La narratrice désire-t-elle simplement porter à notre attention ses contradictions et ses réticences, son abdication à mettre en œuvre de la logique du merveilleux ? C’est comme si elle réalisait rétrospectivement qu’elle s’était trouvée incapable d’assumer la logique déployée dans son monde imaginaire et d’en tirer les conclusions qui s’imposaient pour la direction de son existence. Mais, tout comme dans Hochzeit in Konstantinopel, si elle souligne les limites d’une expérimentation, c’est dans le but de parvenir à en renouveler les termes. D’ailleurs, le geste de la protagoniste ne constitue pas la réponse finale à la question posée en introduction concernant la nature de l’« andre Tat » de la femme. En effet, le geste de la protagoniste est suivi de celui de la narratrice. Or, si cette dernière juxtapose de façon critique l’épisode de pillage du musée et le geste de la protagoniste, de façon à souligner la contradiction entre les deux, c’est dans le but d’inviter à une relecture du récit. En insérant le récit de création dans un cadre plus large, la

narratrice le place à une distance suffisante pour permettre au lecteur de le reconsidérer dans une perspective nouvelle, comme une production narrative ponctuelle et déterminée, motivée, limitée.

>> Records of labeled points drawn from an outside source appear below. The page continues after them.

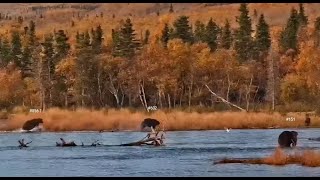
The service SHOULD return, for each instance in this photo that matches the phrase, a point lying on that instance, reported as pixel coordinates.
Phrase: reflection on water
(185, 154)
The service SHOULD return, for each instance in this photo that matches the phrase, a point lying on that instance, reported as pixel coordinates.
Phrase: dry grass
(308, 158)
(82, 119)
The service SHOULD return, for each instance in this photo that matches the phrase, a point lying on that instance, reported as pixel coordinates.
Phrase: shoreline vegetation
(309, 158)
(174, 120)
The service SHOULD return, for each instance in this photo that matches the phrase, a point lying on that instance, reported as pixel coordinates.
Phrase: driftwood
(223, 100)
(139, 143)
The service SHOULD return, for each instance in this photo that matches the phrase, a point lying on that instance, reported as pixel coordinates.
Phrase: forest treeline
(189, 65)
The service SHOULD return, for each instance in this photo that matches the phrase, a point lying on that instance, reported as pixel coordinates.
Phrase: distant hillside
(81, 16)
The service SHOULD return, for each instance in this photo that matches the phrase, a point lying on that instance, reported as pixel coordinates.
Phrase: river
(186, 153)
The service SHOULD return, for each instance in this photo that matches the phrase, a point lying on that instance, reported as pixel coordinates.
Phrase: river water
(186, 153)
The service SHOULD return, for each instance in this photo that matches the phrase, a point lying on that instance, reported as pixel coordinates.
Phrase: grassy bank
(309, 158)
(124, 119)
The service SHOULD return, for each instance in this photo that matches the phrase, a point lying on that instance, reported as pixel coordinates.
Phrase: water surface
(187, 153)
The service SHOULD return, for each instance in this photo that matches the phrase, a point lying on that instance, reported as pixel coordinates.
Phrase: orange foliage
(308, 158)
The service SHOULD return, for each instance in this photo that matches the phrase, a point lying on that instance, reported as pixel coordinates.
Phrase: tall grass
(310, 158)
(125, 119)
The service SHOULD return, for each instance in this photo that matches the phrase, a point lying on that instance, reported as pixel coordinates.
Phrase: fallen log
(223, 100)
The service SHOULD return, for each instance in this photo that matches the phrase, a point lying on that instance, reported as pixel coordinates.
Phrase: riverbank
(309, 158)
(124, 119)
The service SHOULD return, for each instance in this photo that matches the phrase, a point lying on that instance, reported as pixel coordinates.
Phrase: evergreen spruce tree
(5, 55)
(288, 37)
(182, 29)
(16, 48)
(303, 19)
(243, 38)
(146, 37)
(171, 8)
(97, 38)
(317, 32)
(226, 41)
(262, 39)
(62, 46)
(165, 36)
(212, 35)
(199, 32)
(127, 44)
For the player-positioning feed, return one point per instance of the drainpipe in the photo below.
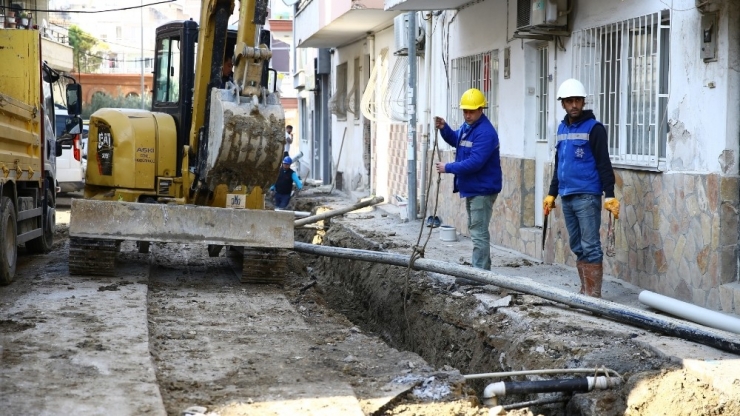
(427, 112)
(722, 340)
(411, 110)
(372, 173)
(500, 389)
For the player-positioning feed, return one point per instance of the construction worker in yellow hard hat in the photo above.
(583, 173)
(477, 170)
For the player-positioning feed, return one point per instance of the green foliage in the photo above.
(83, 44)
(101, 100)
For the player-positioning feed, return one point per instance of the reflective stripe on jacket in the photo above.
(284, 184)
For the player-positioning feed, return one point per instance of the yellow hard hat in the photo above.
(472, 99)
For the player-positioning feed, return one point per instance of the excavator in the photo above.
(193, 169)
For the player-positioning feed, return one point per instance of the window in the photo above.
(542, 93)
(624, 67)
(477, 71)
(338, 101)
(167, 73)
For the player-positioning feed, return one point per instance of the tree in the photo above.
(83, 44)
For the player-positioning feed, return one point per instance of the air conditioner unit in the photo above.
(401, 35)
(542, 17)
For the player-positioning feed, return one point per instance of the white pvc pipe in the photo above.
(690, 311)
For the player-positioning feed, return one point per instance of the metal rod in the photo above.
(621, 313)
(334, 213)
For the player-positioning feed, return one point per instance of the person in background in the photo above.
(477, 170)
(288, 139)
(283, 187)
(583, 172)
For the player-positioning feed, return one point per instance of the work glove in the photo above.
(548, 204)
(612, 205)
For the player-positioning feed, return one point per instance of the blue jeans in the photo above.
(281, 200)
(582, 214)
(480, 209)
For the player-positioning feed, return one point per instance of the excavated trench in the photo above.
(448, 326)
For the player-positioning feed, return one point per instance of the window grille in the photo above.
(477, 71)
(624, 67)
(543, 98)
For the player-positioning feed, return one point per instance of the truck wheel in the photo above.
(45, 243)
(9, 244)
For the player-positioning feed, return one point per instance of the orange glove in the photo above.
(612, 205)
(548, 204)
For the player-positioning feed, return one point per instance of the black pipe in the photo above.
(538, 402)
(622, 313)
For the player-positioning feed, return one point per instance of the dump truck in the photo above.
(28, 148)
(194, 167)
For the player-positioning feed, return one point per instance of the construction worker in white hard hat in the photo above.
(583, 173)
(477, 170)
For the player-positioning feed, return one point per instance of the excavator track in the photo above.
(96, 257)
(264, 266)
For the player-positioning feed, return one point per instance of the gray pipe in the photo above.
(411, 111)
(621, 313)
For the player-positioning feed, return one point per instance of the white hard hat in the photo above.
(571, 88)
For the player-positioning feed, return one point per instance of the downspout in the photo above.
(372, 173)
(411, 111)
(427, 116)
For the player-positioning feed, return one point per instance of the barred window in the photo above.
(477, 71)
(624, 67)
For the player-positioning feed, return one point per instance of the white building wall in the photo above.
(350, 161)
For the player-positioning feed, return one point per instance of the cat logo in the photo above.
(236, 201)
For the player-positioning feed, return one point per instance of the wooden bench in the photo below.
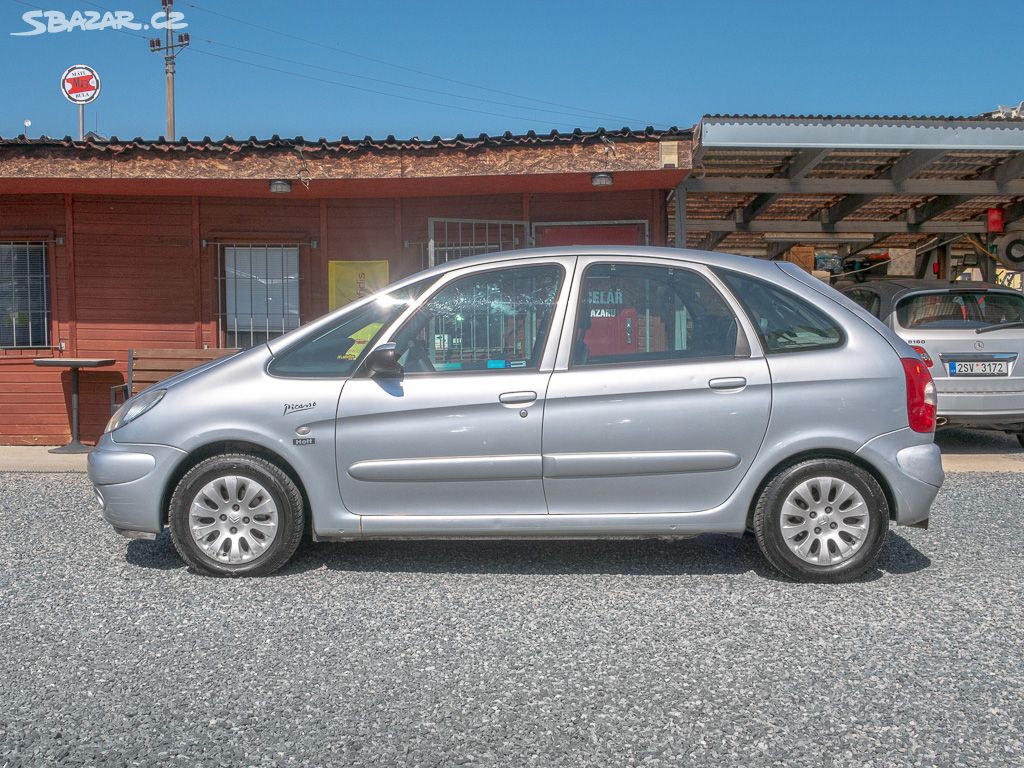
(147, 367)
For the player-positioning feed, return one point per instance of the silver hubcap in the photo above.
(233, 519)
(824, 520)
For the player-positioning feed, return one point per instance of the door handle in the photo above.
(517, 398)
(732, 382)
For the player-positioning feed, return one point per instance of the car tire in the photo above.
(792, 524)
(235, 515)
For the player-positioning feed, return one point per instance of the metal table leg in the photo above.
(74, 446)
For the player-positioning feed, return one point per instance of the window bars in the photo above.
(258, 293)
(25, 296)
(456, 239)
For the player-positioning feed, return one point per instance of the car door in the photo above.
(459, 432)
(657, 402)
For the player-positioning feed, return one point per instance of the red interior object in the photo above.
(924, 355)
(995, 220)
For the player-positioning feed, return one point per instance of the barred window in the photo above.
(259, 293)
(25, 296)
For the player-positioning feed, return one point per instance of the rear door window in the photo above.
(952, 309)
(645, 313)
(784, 322)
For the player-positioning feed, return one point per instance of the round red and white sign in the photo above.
(80, 84)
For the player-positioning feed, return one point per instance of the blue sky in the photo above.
(512, 67)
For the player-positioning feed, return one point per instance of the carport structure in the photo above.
(761, 184)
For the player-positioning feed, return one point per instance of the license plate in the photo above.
(989, 368)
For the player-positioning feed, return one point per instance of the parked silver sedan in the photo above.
(971, 335)
(574, 392)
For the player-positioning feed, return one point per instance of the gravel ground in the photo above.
(437, 653)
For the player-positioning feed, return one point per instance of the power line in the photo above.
(408, 69)
(396, 84)
(347, 85)
(354, 87)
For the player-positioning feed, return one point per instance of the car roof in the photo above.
(899, 286)
(727, 260)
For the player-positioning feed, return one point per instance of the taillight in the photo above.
(920, 395)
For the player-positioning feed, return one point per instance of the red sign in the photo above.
(80, 84)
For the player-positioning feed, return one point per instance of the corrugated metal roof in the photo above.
(346, 144)
(993, 116)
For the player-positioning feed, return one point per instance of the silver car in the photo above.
(971, 335)
(576, 392)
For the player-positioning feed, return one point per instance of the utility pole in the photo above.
(170, 49)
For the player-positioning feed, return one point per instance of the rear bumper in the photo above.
(913, 473)
(129, 480)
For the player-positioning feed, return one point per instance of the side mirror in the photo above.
(384, 360)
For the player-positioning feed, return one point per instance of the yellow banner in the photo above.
(348, 281)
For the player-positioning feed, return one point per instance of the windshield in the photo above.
(960, 309)
(337, 349)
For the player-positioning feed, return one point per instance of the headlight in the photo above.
(134, 408)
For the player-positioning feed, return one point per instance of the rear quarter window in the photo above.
(784, 322)
(958, 309)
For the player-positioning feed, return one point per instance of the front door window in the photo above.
(492, 321)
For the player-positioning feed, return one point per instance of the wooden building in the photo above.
(113, 245)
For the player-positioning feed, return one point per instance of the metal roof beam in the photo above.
(805, 162)
(921, 186)
(802, 164)
(933, 208)
(913, 162)
(1010, 169)
(894, 226)
(1013, 213)
(844, 208)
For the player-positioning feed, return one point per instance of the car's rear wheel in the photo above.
(236, 514)
(821, 520)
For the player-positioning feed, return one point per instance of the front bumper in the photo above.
(130, 480)
(985, 407)
(912, 472)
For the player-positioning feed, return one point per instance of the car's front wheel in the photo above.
(236, 514)
(821, 520)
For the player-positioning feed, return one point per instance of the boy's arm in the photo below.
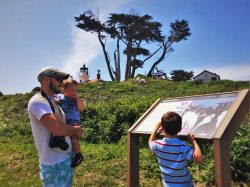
(154, 133)
(60, 129)
(197, 155)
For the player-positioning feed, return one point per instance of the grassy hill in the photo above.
(111, 109)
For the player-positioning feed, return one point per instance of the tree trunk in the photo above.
(106, 58)
(165, 48)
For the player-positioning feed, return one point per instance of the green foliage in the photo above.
(111, 108)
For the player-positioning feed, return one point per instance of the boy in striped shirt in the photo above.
(172, 153)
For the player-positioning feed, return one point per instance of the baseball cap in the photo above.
(52, 72)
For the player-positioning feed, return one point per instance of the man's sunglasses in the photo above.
(59, 79)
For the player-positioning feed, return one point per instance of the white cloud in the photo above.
(231, 72)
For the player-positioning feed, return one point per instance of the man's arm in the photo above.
(197, 155)
(58, 128)
(154, 133)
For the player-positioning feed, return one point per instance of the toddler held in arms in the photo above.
(72, 105)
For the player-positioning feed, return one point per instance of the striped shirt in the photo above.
(172, 155)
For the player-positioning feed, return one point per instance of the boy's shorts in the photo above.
(73, 122)
(57, 175)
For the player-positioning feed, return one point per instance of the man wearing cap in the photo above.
(47, 117)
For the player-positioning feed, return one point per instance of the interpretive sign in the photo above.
(213, 117)
(201, 115)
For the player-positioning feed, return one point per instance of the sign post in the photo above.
(212, 117)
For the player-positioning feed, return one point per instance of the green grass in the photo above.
(111, 109)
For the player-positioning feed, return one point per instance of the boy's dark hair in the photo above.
(171, 123)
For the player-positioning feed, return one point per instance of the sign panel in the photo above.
(201, 115)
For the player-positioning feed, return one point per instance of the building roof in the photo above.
(205, 71)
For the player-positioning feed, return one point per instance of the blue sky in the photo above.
(39, 33)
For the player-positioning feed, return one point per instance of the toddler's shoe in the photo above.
(77, 159)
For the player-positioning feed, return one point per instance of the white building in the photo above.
(206, 76)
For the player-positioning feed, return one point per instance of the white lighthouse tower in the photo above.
(84, 74)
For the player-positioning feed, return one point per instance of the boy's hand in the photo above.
(190, 137)
(158, 126)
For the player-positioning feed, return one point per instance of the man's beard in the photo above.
(54, 89)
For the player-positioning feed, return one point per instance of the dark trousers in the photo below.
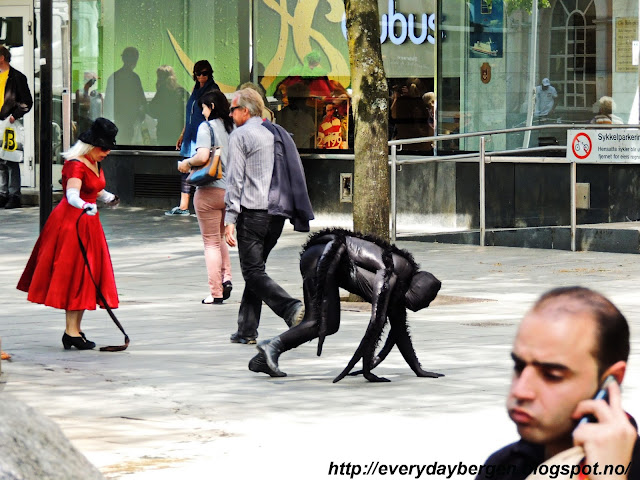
(258, 233)
(9, 178)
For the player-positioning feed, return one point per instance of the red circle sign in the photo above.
(581, 145)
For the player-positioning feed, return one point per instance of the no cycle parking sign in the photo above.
(605, 146)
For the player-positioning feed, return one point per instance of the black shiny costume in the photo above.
(381, 274)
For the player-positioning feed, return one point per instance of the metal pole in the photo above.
(66, 87)
(394, 158)
(482, 191)
(533, 51)
(46, 107)
(572, 175)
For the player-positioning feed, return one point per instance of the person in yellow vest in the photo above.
(15, 102)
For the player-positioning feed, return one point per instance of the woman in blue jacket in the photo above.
(203, 76)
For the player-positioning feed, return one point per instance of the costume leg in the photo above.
(366, 349)
(267, 360)
(400, 333)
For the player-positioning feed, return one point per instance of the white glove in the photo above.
(109, 199)
(106, 197)
(90, 208)
(73, 197)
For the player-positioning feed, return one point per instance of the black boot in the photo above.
(13, 202)
(271, 350)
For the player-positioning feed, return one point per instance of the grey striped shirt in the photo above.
(249, 169)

Et que veut-elle suggérer ? Par-delà le recours au merveilleux dans le but de compenser les limites d’un réel insatisfaisant, par-delà un déploiement du merveilleux limité au seul domaine de l’imaginaire, la narratrice invite le lecteur à envisager ce que pourrait être une véritable confrontation du « réel » et du merveilleux.

Ce « faire » de la narration, ce geste de reprise et de re-présentation narrative, rendu possible par la performance du récit de création, permet d’introduire un effet d’ironie et surtout, l’émergence de la réflexion critique. Il va bien au-delà du geste de démiurge, ou d’un simple déploiement ludique du merveilleux. Ce qui est une façon d’insister sur l’insuffisance de la création, sur la simple fuite dans le merveilleux et l’enchantement, et sur la nécessité de lui adjoindre un travail de réexamen critique dont les moyens sont fournis par la narration, par le travail de re-présentation, par la réécriture. La mise en scène du geste de la protagoniste par la narratrice – c’est-à-dire le geste de la narratrice – , souligne autre chose que la faillite d’une expérimentation sur le déploiement du merveilleux. Elle nous fait la démonstration des pouvoirs de la narration.